Berlin Film Festival 2024: Small Things Like These, Crossing, Cuckoo | Festivals & Awards

Tim Mielants’ film is a haunting and meditative work, whose solemn rhythms mark a tantalizing first hour. Through effortless intercutting, we flashback to a young Bill living with his single mother on the farm of her employer and then come back forward to the present slumped shoulder manual laborer. The director and his DP Frank van den Eeden’s opaque compositions — we see Bill through foggy car windows and enclosed distantly in door frames — tell us much about him: his quietness, his solitude and his singular morality. Though everyone knows the crimes happening at the convent, no one dares to rebel against the powerful sisters. Even when Bill tells his wife (Eileen Walsh), she pleads with him to let it lie. But Bill can’t, especially when he meets Sarah, one of the unwed mothers, freezing in a coal shed just outside of the church. 

It’s a promising premise that loses some steam in the final half hour. This is a film that could stand to be ten minutes longer. Because unlike “God’s Creatures,” a contemporary Irish story similarly concerned with the misogyny of the church, the sisters here, especially Mother Schwester (Emily Watson), are only one note malevolent figures. Still, the dynamics of the town, told through a keen visual language, provide sharp context and necessary depth. Having Murphy helps too; here, he’s a kind of George Bailey figure whose generosity brings the spokes of this web together.
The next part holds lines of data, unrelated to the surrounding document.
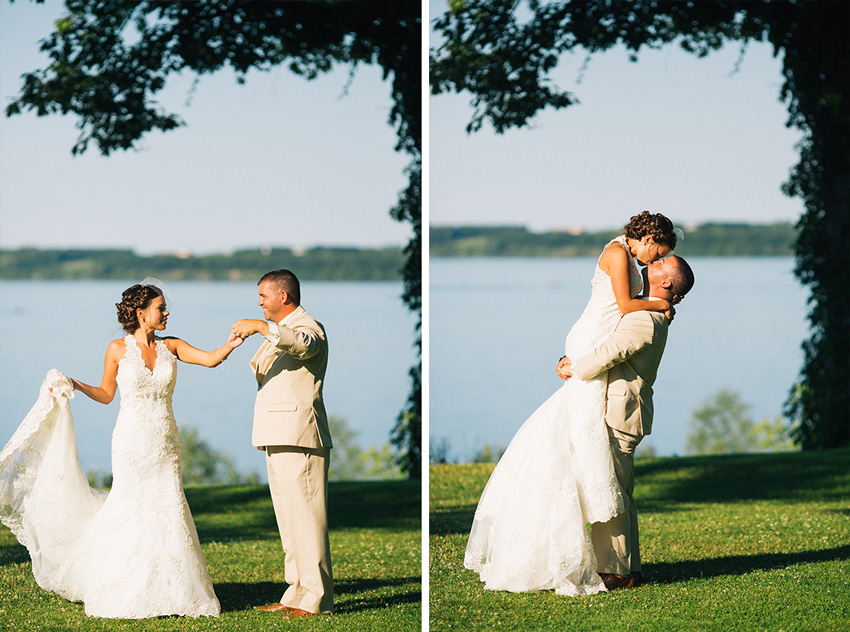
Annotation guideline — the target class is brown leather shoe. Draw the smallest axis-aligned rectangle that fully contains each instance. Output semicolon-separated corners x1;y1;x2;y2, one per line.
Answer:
283;608;319;619
600;573;637;590
257;603;295;612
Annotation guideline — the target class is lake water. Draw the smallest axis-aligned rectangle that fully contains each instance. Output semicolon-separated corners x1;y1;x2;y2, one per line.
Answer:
0;281;416;480
429;257;808;460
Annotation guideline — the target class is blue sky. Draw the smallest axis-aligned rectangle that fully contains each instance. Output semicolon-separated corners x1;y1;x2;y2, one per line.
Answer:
0;0;802;253
430;1;803;230
0;0;410;254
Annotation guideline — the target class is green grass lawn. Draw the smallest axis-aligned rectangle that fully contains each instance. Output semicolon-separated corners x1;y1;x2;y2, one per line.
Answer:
0;481;422;632
429;450;850;632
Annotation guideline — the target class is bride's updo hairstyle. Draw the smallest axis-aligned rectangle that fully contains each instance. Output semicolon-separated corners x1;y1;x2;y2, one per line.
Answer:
623;211;676;250
115;283;162;334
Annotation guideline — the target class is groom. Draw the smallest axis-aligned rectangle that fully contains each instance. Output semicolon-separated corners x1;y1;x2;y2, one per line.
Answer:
233;270;333;618
557;256;694;590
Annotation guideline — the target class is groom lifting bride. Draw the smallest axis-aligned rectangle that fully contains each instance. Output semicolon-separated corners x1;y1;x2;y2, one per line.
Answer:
557;256;693;590
464;211;693;595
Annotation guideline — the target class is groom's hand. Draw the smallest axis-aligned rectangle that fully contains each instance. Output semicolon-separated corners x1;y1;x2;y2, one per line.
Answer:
555;356;573;380
231;318;269;340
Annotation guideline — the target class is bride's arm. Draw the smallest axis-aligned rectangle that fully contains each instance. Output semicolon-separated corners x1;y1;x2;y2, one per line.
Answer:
599;243;670;316
71;340;126;404
164;332;242;368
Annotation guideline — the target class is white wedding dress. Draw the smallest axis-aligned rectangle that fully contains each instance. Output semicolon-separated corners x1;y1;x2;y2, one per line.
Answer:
464;235;641;595
0;335;220;619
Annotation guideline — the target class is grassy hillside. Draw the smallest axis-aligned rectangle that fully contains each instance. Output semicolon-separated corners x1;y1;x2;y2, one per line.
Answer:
430;450;850;632
0;481;422;632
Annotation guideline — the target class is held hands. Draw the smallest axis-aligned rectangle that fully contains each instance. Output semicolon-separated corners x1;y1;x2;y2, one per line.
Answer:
231;318;269;344
555;356;573;380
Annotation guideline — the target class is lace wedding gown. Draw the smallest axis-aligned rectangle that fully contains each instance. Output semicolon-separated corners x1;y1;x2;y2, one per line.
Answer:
0;335;220;619
464;235;641;595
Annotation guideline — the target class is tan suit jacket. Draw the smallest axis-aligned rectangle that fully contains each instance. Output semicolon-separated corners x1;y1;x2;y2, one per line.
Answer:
571;311;670;437
251;306;333;448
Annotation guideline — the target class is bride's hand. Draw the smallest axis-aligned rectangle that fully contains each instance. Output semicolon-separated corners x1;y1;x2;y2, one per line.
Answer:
555;356;573;380
227;331;245;349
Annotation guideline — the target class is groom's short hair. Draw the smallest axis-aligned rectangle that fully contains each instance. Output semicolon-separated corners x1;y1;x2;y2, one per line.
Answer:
669;255;694;298
257;270;301;305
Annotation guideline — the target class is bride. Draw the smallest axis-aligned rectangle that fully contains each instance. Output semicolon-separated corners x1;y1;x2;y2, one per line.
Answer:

Murphy knows the tiniest decision can change a scene; each deep breath he takes forms the bedrock of the film. Murphy sells the final grace note with boyhood wonder, killing the audience watching the impeccable “Small Things Like These” with kindness. 

When we first glimpse Ms. Lia (Mzia Arabuli), a curt, retired history teacher at the heart of Levan Akin’s affecting “Crossing,” she’s striding grimly down the shoreline. She is heading toward a shack where one of her former students lives, in search of her transgender niece Tekla, who she hasn’t seen since the girl’s transphobic parents disowned her. While her pupil doesn’t have much information to offer, his ne’er-do-well brother Achi (Lucas Kankava), harboring dreams of leaving their tiny Georgian town for the big city, claims to have Tekla’s forwarding address leading to Istanbul, Turkey. He will help Ms. Lia if she’ll bring him with. Their unlikely partnership, born out of deep loneliness, gives “Crossing,” an aching story of regret, its steady, unassuming heartbeat.